A coniare la definizione furono Ancel e Margaret Keys, gli scienziati americani che, negli anni Cinquanta, dopo un viaggio nell’Italia del Sud, intuirono che nel modo di vivere e di mangiare di quel popolo di contadini e pescatori fosse custodito il segreto della longevità.

E soprattutto un metodo semplice e alla portata di tutti per prevenire le malattie cardiovascolari. Per definirlo e proporlo a tutto il mondo inventarono l’espressione dieta mediterranea. Un’etichetta nuova dal sapore antico per quella che si può considerare la scoperta del secolo. A impressionare i due fu l’ospitalità antica di quelle popolazioni, non certo ricche e tuttavia sempre pronte a condividere cibo e risorse.
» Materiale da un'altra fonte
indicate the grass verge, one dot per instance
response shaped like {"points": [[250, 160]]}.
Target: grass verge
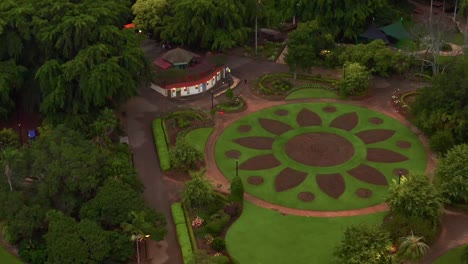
{"points": [[288, 239], [161, 141]]}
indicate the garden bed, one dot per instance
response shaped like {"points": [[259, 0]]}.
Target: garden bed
{"points": [[283, 86], [210, 225]]}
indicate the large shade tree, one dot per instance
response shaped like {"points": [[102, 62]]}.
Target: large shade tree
{"points": [[452, 174], [209, 24]]}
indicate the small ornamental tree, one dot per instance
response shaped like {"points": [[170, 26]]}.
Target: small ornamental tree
{"points": [[415, 196], [364, 244], [237, 190], [185, 156], [412, 248], [198, 192], [451, 174], [355, 80]]}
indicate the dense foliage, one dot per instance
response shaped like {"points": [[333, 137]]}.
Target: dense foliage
{"points": [[71, 201], [355, 80], [441, 111], [68, 56], [364, 244], [305, 45], [377, 57], [415, 196], [452, 174]]}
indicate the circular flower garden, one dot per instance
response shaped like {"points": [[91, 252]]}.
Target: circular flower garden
{"points": [[319, 156]]}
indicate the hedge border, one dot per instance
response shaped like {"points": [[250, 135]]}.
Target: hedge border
{"points": [[160, 140], [182, 232]]}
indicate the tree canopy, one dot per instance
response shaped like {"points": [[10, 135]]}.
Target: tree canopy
{"points": [[452, 174], [209, 24]]}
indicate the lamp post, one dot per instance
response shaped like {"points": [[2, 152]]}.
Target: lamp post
{"points": [[256, 25], [21, 134], [139, 238], [212, 100]]}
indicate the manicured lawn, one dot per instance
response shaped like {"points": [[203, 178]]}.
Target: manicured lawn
{"points": [[312, 93], [452, 256], [199, 136], [7, 258], [265, 236], [416, 155]]}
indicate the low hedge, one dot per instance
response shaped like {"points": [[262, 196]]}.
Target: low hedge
{"points": [[182, 232], [161, 141]]}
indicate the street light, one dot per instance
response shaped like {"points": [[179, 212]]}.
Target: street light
{"points": [[212, 100], [21, 137], [139, 238]]}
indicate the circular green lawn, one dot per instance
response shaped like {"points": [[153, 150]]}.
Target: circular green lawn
{"points": [[319, 156]]}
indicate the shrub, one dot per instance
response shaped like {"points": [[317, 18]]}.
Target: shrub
{"points": [[442, 141], [185, 156], [217, 225], [218, 244], [8, 138], [237, 190], [415, 196], [198, 191], [446, 47], [233, 209], [355, 80], [182, 232], [452, 174], [160, 139], [400, 226]]}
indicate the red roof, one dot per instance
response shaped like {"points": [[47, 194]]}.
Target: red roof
{"points": [[162, 63], [193, 83]]}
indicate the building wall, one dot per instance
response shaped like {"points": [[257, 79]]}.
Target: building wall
{"points": [[193, 89]]}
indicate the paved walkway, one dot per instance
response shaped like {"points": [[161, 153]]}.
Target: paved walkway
{"points": [[380, 100]]}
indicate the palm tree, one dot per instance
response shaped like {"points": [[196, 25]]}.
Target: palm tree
{"points": [[412, 248], [139, 229], [7, 155]]}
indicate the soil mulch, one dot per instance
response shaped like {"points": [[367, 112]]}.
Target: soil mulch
{"points": [[308, 118], [274, 126], [255, 180], [329, 109], [244, 128], [281, 112], [306, 196], [256, 142], [289, 178], [233, 154], [319, 149], [363, 193], [331, 184], [403, 171], [346, 122], [375, 135], [403, 144], [368, 174], [375, 120], [384, 155], [261, 162]]}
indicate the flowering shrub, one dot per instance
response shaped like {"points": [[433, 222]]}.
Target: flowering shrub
{"points": [[208, 239], [197, 222]]}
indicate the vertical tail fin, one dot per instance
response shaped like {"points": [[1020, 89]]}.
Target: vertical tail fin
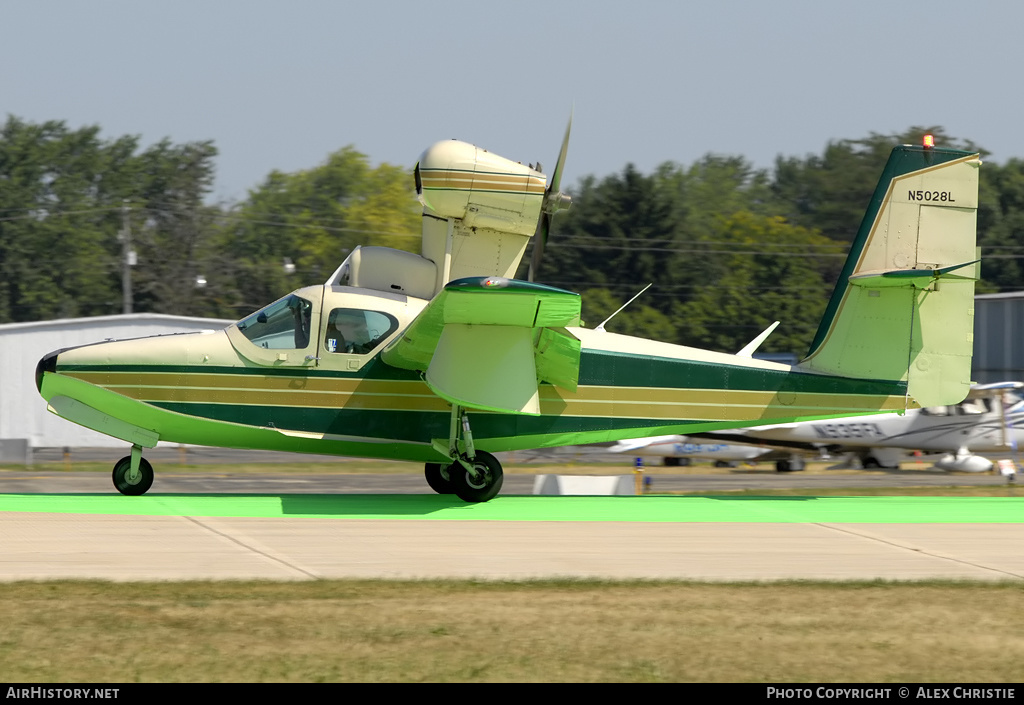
{"points": [[903, 306]]}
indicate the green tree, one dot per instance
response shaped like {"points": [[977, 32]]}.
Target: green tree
{"points": [[772, 272], [313, 218]]}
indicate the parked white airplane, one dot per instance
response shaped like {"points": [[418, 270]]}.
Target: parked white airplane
{"points": [[989, 420], [680, 450]]}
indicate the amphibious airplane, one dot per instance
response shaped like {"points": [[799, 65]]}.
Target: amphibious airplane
{"points": [[442, 358], [681, 450], [989, 420]]}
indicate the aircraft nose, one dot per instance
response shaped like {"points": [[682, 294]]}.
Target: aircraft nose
{"points": [[47, 364]]}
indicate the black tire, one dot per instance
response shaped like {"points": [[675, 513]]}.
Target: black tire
{"points": [[120, 477], [438, 478], [481, 490]]}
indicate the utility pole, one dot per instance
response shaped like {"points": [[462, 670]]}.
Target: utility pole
{"points": [[127, 258]]}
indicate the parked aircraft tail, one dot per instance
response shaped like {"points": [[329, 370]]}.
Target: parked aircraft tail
{"points": [[903, 306]]}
Con le parole di oggi potremmo dire che i Keys riconobbero nella dieta mediterranea una sharing diet, cioè una dieta della condivisione che mette al centro di tutto la salute dell’individuo ma anche quella dell’ambiente. E della comunità. Segue le stagioni, non spreca le risorse, non eccede nelle quantità. Insomma, aiuta a mantenere in buono stato il tessuto connettivo ma anche il tessuto collettivo.

In Cilento, infatti, si respira ancora oggi un’aria di soddisfazione tranquilla che è l’esatto opposto della bulimia consumistica, dell’ansia da performance che sono il modo di vivere del turbocapitalismo. E d’altra parte basta un po’ di buon senso per capire che non ci può essere vero benessere se manca la cura dell’essere.

Dove i comportamenti sono tanto importanti quanto gli alimenti. Una piramide social. Per non commettere l’errore di ridurre la dieta mediterranea a una tabella nutrizionale, a un elenco di tabù e di proibizioni. Perché per mettere la salute nel piatto, non è sufficiente calibrare proteine, carboidrati e vitamine. Altrimenti andremmo a pranzo direttamente in farmacia.

E allora qual è la ricetta? Ambiente sano, ritmi umani. E tanta, tantissima condivisione. Le ricerche più recenti dicono, infatti, che la solitudine fa più danno dell’obesità. Perché è una disfunzione del corpo sociale. E dunque mangiare un pomodoro in piedi davanti al frigorifero non significa seguire la dieta mediterranea. E meno che meno farsi del bene. Insomma il Mediterraneo ci ha consegnato una ricetta sana, buona e democratica per nutrire il futuro.